Acclimating to open water from a pool
Over the course of an open water swim, Iverson said, several factors make the experience different from swimming in pools.
“In a pool, you’re just following the black line up and down, you’ve got the walls to push off of, so you kind of get a little bit of a break every 20 seconds, roughly,” she said. “In open water swimming, every day is throwing something different at you.”
Depending on the distance of the race and whether a swimmer is competing solo or part of a tandem, they each have their own kayaker who paddles alongside to provide support, including nutrition in the form of feeds. Most competitions also have a power boat with crew members and official observers to keep track of their swims, feeds, weather and sea conditions, and ward off other boats.
She said she generally doesn’t eat until she’s an hour in, then again every half-hour. She prefers nutritional powder with some water and some energy-boosting gel.
“He would just flash a blue glow stick at me when it was time to feed, and then I would just roll over onto my back to be handed the feeds, drink them down and then hand that back to him and continue on swimming,” Iverson said.
Swimmers are not allowed to have any contact with a boat, hang on to the kayak, or touch anyone on either the boat or in the kayak. Failure to follow these rules results in disqualification.
In the Manhattan swim she just completed, Iverson and Arevalo started in more shallow water, but there was also “boat traffic going every which direction.”
She especially enjoys the Change Your Latitude swim in Sitka because of the tremendous water clarity and the exposure to wildlife that comes with it.
“The swim starts at a fish hatchery, so when we first go into the water, you’re pushing through and swimming with thousands of salmon,” Iverson said.
The closest wildlife encounter she’s experienced so far came in Sitka one year, when a sea lion got within 10 meters of her.
“People that live in Sitka and swim there year-round have had the lions actually come up and bump noses with them,” she said. “They’re not being aggressive or anything, they’re more just curious and checking you out and seeing what you’re doing in the water with them.”

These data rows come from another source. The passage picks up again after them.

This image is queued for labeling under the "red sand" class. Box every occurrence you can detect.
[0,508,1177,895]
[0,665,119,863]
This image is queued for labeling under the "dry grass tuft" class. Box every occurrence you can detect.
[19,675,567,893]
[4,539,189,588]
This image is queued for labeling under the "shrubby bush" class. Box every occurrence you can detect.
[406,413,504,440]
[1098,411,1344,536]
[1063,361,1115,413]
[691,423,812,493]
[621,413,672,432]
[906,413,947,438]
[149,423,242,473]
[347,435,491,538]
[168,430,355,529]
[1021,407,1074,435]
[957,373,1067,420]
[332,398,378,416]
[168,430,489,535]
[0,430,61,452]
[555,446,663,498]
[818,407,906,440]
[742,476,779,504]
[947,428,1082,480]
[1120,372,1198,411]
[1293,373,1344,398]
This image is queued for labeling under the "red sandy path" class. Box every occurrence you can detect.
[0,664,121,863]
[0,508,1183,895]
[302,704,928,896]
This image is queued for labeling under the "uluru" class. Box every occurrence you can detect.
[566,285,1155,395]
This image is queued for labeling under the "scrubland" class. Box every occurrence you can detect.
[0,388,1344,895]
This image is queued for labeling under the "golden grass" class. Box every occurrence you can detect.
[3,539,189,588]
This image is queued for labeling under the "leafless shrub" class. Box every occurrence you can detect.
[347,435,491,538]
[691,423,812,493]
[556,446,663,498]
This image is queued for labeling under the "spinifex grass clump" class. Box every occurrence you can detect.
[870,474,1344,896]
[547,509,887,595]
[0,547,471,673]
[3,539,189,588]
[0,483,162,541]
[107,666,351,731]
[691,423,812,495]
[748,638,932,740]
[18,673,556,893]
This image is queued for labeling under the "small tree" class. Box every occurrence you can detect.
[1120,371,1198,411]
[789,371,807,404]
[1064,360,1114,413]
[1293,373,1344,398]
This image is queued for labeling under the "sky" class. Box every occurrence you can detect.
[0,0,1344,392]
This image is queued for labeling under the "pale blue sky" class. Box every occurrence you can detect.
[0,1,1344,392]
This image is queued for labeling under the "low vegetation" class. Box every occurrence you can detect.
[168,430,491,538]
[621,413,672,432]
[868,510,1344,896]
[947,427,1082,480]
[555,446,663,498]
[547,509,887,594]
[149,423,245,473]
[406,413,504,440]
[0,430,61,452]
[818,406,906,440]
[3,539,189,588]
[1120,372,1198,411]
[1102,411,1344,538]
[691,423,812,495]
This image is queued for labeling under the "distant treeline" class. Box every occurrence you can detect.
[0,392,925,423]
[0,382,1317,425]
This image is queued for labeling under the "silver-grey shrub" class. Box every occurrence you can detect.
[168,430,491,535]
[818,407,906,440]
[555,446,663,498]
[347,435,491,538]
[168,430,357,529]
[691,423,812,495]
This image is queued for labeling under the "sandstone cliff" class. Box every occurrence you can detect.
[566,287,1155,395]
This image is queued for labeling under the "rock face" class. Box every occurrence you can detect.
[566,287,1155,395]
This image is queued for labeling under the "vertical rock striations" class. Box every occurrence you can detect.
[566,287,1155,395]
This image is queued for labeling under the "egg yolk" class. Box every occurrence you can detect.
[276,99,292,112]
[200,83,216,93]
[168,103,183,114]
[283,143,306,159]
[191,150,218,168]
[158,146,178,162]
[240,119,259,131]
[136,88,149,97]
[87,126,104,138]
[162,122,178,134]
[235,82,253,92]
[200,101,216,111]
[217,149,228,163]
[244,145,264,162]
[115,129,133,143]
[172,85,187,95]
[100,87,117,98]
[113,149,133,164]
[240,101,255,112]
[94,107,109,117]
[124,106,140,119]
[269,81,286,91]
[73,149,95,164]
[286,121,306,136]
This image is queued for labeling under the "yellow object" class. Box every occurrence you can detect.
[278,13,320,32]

When she swims the Catalina Channel this year and the English Channel next year, Iverson said that she’ll have to be wary of getting stung by jellyfish since they frequent those waters.
“There’s probably a high probability that you’ll get stung by jellyfish during those crossings, but so far I haven’t had to deal with any of that,” she said.
While she acknowledges that shark attacks are a real threat and possibility, they’re still such a rare occurrence in open water swimming that she isn’t too worried.
“It’s probably stupid, but I feel like if I get eaten by a shark that it was just my time to go,” she said. “There’s so many other safety measures put in place, and we have the kayaks right there next to us and boats that are pretty close too.”
A drive to make history and inspire others
While her parents still have their fair share of concerns, she says “they’ve been very supportive and encouraging” throughout her journey.
“They’ve crewed for me now on a couple of swims,” Iverson said. “They did the big one in Arizona last year, and they did this one in New York last weekend.”
Iverson was inspired to pursue the triple crown after taking part in last year’s SCAR race, when she realized her fellow participants were “significantly more accomplished.”
“They had done some of the historic open water swims that I have always kind of thought were not realistic for me to do and not in my wheelhouse,” she said. “After doing so well at SCAR last year, that made me realize that I was capable of doing these kinds of crazy things too.”
That sparked her effort to attempt what no Alaska woman has achieved before, according to records kept by the Marathon Swimmers Federation.
“I knew I wanted to do the English Channel because that’s kind of like the holy mecca of open water swimming,” Iverson said.
To become the first woman from the state to complete the open water swim triple crown is a major goal, and so is inspiring more Alaskans to get into swimming.
“I want to be a role model for people to see how important swimming is and where it can take you because it can really take you all over the world,” Iverson said.